Die Wahrnehmung von Geräuschen mit überwiegenden Anteilen im Frequenzbereich zwischen 10 und 90 Hz (tieffrequente Geräusche) kann durch die im Immissionsschutz verbreitete A-Frequenzbewertung nicht immer ausreichend abgebildet werden. Hinzu kommt, dass tieffrequenter Schall, beim Übergang in Gebäude nur wenig abgeschwächt wird und in geschlossenen Räumen mit gebräuchlichen Abmessungen sogar resonant verstärkt werden kann.
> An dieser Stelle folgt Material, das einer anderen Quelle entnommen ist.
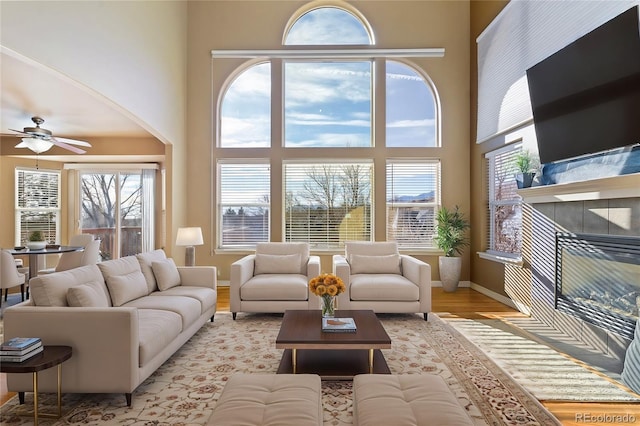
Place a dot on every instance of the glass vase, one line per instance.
(328, 306)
In der Fachliteratur ist dieses Phänomen unter dem Begriff Extreme Low Frequency (des Weiteren: ELF) bekannt.

Daher frage ich den Senat:

1.) In der Drucksache 19/3733 berichtet der Senat, dass ihm aktuell nur eine Beschwerde vorliege. In der Drucksache 19/3951 gibt der Senat bekannt, dass im Bezirksamt Altona seit dem Jahre 2001 23 Beschwerden vorgebracht wurden.
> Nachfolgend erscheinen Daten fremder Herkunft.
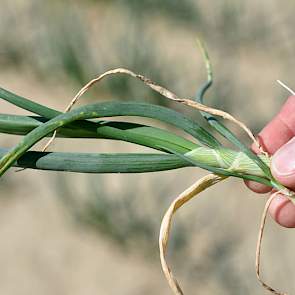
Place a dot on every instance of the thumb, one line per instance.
(283, 169)
(283, 164)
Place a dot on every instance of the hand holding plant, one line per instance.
(278, 139)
1.1. Wie erklärt der Senat diese Differenz?

1.2. Sind die Beschwerden der vergangenen Jahre zur Zufriedenheit der Beschwerdeführer „erledigt“ worden?

1.3. Wenn ja, wie und wodurch? Bitte einzeln aufführen.
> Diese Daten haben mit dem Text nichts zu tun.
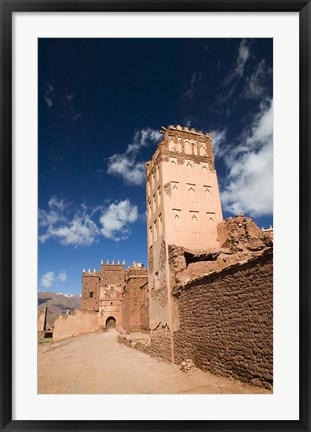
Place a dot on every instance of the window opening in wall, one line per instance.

1.4. Wenn nein, warum haben sich die Beschwerden dann nicht „erledigt“ – und gelten sie heute noch als „offene Vorgänge / Fälle“? Wenn nein, warum nicht?

2.) In der Drucksache 19/3591 stützt sich der Senat in seinen Ausführungen zu den Betriebsgeräuschen auf dem Gelände des Deutschen Elektronen-Synchrotron (DESY) auf Angaben des Betreibers.

2.1.) Liegen dem Senat hierzu eigene Informationen vor dem Hintergrund von Recherchen und Messungen der zuständigen Behörden / eines beauftragten unabhängigen Gutachters vor? Wenn ja, welche?

2.2.) Wenn nein, warum nicht?

2.3.) Wenn nein, auf welcher Basis kann der Betreiber dann davon ausgehen, keine tieffrequenten Geräusche zu produzieren? Hat der Betreiber insbesondere Prüfungen im nahen und fernen Umfeld seiner Anlage durchgeführt?

3.) Der Senat führt in der Drucksache 19/3951 aus, dass die wesentlichen Betriebsgeräusche beim Deutschen Elektronen-Synchrotron (DESY) durch Gebläse von Kühltürmen, rieselndem Wasser in Kühltürmen und Transformatoren verursacht werden.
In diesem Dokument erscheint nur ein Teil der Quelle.